Una pulsera FitBit con monitor cardíaco

Una vunlerabilidad en las pulseras de actividad FitBit se reportó al fabricante el pasado mes de marzo, y todavía podría ser explotada por la persona que se sienta a tu lado en el parque mientras recuperas el aliento. Lo cierto es que este tipo de wearables son vulnerables por sus puertos Bluetooth según se recoge en The Register. El ataque es muy rápido, y se puede extender a ordenadores a los que se conecte la FitBit infectada.

Este tipo de ataques por Bluetooth requieren que un atacante se encuentre a pocos metros de un dispositivo objetivo. El malware se puede entregar diez segundos después de que los dispositivos se conecten, haciendo que la proximidad, aunque sea fugaz, sea un problema. Las pruebas que se han conducido para comprobar el éxito del hack tardan hasta un minuto en conseguirse, aunque no es necesario para comprometer el dispositivo.

Según la fuente, el investigador de Fortinet Axelle Apvrille comentó que este procedimiento, conocido como full persistence, significa en este caso que no ipmorta si se reinicia la FitBit: cualquier ordenador que se conecte con ella se puede infectar con una puerta trasera, un troyano o cualquier malware que escoja el atacante.

El primer malware para wearables de fitness

Efectivamente, este es el primer malware que se ha conseguido entregar de forma viable en pulseras de actividad. Los vectores del ataque todavía siguen presentes, y como ya comentamos al principio del artículo Apvrille avisó a FitBit el pasado mes de marzo. La respuesta de la empresa fue considerarlo como un bug que se corregirá con el tiempo. No debemos olvidar que Apvrille es una investigadora de malware de bastante prestigio, y ya existe un vídeo de demostración de sus descubrimientos que puedes ver a continuación:

Axelle Apvrille tiene otros interesantes descubrimientos sobre este hack, como por ejemplo manipular el número de pasos dados en una FitBit y la distancia recorrida, que después se usan para ganar premios que ofrecen descuentos en productos de la marca. La investigadora ha usado ingeniería inversa para enviar 24 mensajes trucados a la pulsera y 20 al dongle Bluetooth de la misma.
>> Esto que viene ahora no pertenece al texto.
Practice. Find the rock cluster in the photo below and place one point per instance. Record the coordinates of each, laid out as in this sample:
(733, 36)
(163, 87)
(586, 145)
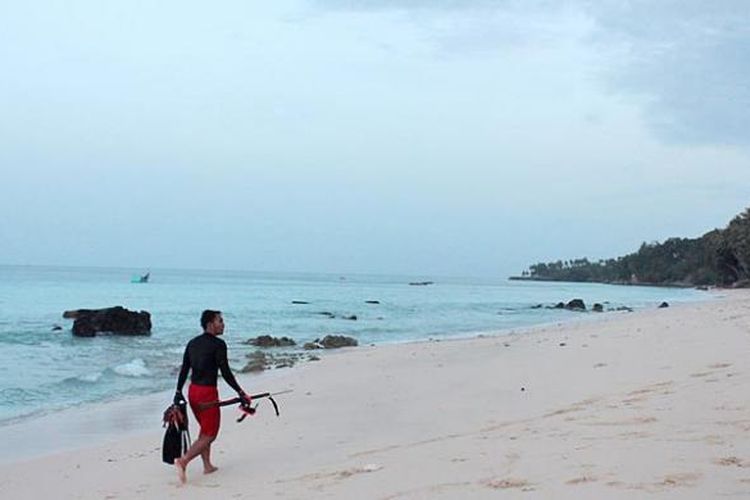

El trabajo ha sido muy arduo, ya que los dispositivos no ofrecen su código al público y no vienen con documentación del software interno.

Apvrille descubrió que la comunicación se realiza a través de XML y Bluetooth Low Energy mientras que el cifrado y el descifrado se realizan en el wearable y no en el dongle, que se considera “fuera de los límites de seguridad”. Las comunicaciones y los sets de datos se dividen en “megavolcados” que incluyen los pasos que se dan cada día e información de la actividad del usuario, y “microvolcados” que tienen que ver con “emparejar” el wearable con un teléfono on un PC, respuestas del servidor e identificadores de dispositivo.

El trabajo de la investigadora añade nueva información del software a bajo nivel en FitBit a un repositorio que habían comenzado otros compañeros suyos.

Con este hack también se puede falsear el número de pasos dadosCon este hack también se puede falsear el número de pasos dados / Timo Newton-Syms editada con licencia CC 2.0

No es el primer agujero de FitBit

En 2013 otro grupo de investigadores de seguridad pudieron acceder a cuentas de FitBit con un login falso gracias a comprobaciones de autenticación muy laxas, lo que permitía a los atacantes ganar premios. Sin embargo, fue mucho peor otro agujero de 2011, en el que se expusieron al público las actividades sexuales de los usuarios, en las que se revelaba si habían tenido una “actividad vigorosa” o por el contrario otra “pasiva y suave”.

Hay otros hacks bastante “tontos” que permiten que los más vagos puedan inducir a los sensores que se está realizando una actividad. En 2013 varios investigadores ataron pulseras FitBit a la rueda de un coche y condujeron a 16 kilómetros por hora para simular actividad física.